Les antiquités européennes de Paris, Copenhague, Stockholm, Istanbul, sont combinées avec des pièces de différents magasins d’antiquités à Majorque, des pièces artisanales de l’île telles que les lampes Gordiola, des éléments trouvés dans la maison existante, ainsi que certaines pièces de la maison privée du nouveau propriétaire collection. Ces antiquités coexistent avec des meubles contemporains tels que GTV Thonet, Baxter, Moroso, Artemide, Norr, Santa & Cole et Flos, soigneusement sélectionnés et avec des meubles sur mesure conçus par OHLAB spécifiquement pour Can Bordoy.

Parmi les meubles sur mesure conçus par OHLAB, une collection de lits et de bars pour toutes les chambres se démarquent. Le lit, avec ses tables de chevet et têtes de lit finies en noyer et en velours et équipé de lampes en laiton vieilli et de boutons-poussoirs en laiton, forme un espace délicat et intime qui contraste avec la texture rugueuse et inachevée des murs et plafonds existants. Le bar, présent dans toutes les pièces dans différents modèles, est un autre élément délicat de confort qui intègre un minibar, un réfrigérateur, un espace de stockage pour les collations, un bureau extensible, un éclairage et un système audio Audio Pro intégré avec une conception personnalisée très facile à utiliser station de bouton en laiton vieilli.

Des tableaux antiques classiques du XVII au XIX siècle de la collection privée du propriétaire sont accrochés dans toute la maison combinés à une collection créée par l’artiste Pedro Oliver ad-hoc pour Can Bordoy. D’une part, il y a une série de grandes toiles, 250x125cm, préparées pour être suspendues sans cadre ni base, flottant à quelques centimètres des murs avec un aspect spontané d’une pièce temporaire ou inachevée.

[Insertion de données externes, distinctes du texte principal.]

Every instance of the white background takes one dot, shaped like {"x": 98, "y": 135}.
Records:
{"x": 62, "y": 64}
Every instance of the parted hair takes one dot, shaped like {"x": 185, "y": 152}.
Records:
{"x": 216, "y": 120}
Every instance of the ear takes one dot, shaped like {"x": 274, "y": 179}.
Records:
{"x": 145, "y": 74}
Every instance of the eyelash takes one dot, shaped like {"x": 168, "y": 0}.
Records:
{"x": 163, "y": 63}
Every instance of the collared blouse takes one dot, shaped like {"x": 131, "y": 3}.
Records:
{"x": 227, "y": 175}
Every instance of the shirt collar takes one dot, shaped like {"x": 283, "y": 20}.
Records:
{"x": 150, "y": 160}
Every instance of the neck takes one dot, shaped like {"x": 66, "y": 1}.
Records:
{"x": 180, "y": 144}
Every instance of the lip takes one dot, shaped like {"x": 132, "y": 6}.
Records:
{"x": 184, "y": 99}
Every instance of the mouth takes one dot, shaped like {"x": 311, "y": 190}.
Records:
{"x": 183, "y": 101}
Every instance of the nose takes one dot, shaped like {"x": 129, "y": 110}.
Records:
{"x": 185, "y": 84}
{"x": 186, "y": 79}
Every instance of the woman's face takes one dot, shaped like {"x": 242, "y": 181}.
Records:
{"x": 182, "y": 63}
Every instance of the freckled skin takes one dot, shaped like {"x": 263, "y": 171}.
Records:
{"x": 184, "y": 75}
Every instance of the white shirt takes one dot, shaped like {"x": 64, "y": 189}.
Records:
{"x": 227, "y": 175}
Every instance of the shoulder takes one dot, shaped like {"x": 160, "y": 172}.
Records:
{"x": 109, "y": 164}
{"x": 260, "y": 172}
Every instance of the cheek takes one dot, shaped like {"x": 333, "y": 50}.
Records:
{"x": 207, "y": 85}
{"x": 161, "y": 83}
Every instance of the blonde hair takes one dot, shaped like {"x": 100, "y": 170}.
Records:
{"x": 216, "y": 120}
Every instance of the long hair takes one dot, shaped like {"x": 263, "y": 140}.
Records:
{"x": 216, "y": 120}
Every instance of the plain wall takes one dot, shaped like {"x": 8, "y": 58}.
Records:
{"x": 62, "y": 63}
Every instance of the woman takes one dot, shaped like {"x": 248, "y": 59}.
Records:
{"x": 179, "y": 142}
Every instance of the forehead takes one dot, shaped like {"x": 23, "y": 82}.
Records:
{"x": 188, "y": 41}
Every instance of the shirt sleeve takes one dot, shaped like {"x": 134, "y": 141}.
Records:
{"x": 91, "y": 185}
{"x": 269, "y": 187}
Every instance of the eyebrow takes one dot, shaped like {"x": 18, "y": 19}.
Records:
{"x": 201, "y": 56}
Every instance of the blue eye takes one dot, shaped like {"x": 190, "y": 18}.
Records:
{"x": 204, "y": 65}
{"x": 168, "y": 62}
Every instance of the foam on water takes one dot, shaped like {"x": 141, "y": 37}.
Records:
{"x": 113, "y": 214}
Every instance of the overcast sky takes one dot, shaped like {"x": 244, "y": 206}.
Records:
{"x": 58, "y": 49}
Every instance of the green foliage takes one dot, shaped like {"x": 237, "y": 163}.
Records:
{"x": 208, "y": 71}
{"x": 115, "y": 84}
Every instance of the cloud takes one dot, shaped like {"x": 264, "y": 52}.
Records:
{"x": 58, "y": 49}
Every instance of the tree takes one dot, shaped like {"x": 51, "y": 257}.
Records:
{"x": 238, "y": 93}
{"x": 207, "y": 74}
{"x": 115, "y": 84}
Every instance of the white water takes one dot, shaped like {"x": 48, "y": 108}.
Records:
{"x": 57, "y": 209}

Les toiles sont estampées de motifs classiques, rappelant l’histoire de la maison, couvertes par les traits simples et déterminés du peintre. Les transparences qui se chevauchent créent une riche complexité de nuances et de volumes. D’autre part, on retrouve une série colorée sur papier avec des gravures naturalistes anciennes de plantes évoquant le magnifique jardin. Enfin, un dossier d’œuvres graphiques avec des études sur l’œuvre de Can Bordoy complète la collection.

Sur les fondations du bâtiment, nous trouvons l’expérience Spa. Entouré de murs en pierre d’origine du XIIe siècle, de renforcements structuraux brutalistes en béton apparent et de finitions délicates en pierre naturelle, un voyage de sensations aquatiques commence à différentes températures après la culture balnéaire millénaire méditerranéenne.

Le Spa se compose d’une salle de bain comprenant différentes expériences aquatiques, de cabines de massage et, dans le jardin, d’une cabine extérieure.

 

OHLAB 

Architectes : Paloma Hernaiz et Jaime Oliver

ohlab.net

 

Can Bordoy Grand House & Garden

Carrer del Forn de la Glòria, 14, 07012 Palma, Illes Balears, Espagne

www.canbordoy.com

Images : José Hevia.

 

 

 

Le Pine, une maison familiale à Saint-Tropez à l’architecture traditionnelle de la Riviera méditerranéenne

Cette maison d’été familiale à Saint Tropez, conçue par SAOTA, est une interprétation contemporaine de l’architecture traditionnelle de la Riviera méditerranéenne. Libéré des contraintes historique, le projet est devenu une opportunité de faire progresser l’expression de la forme, de l’espace et du mode de vie associés au lieu.

Le site long et étroit est adossé à une clairière de pins au sud. «Lorsque nous sommes allés sur le site pour la première fois, nous avons trouvé très agréable de pouvoir admirer la forêt de pins et de découvrir ces volumes incroyables sous les auvents des pins», explique Stefan Antoni, directeur de SAOTA. « Cela est devenu un signal important lorsque nous avons développé la conception. »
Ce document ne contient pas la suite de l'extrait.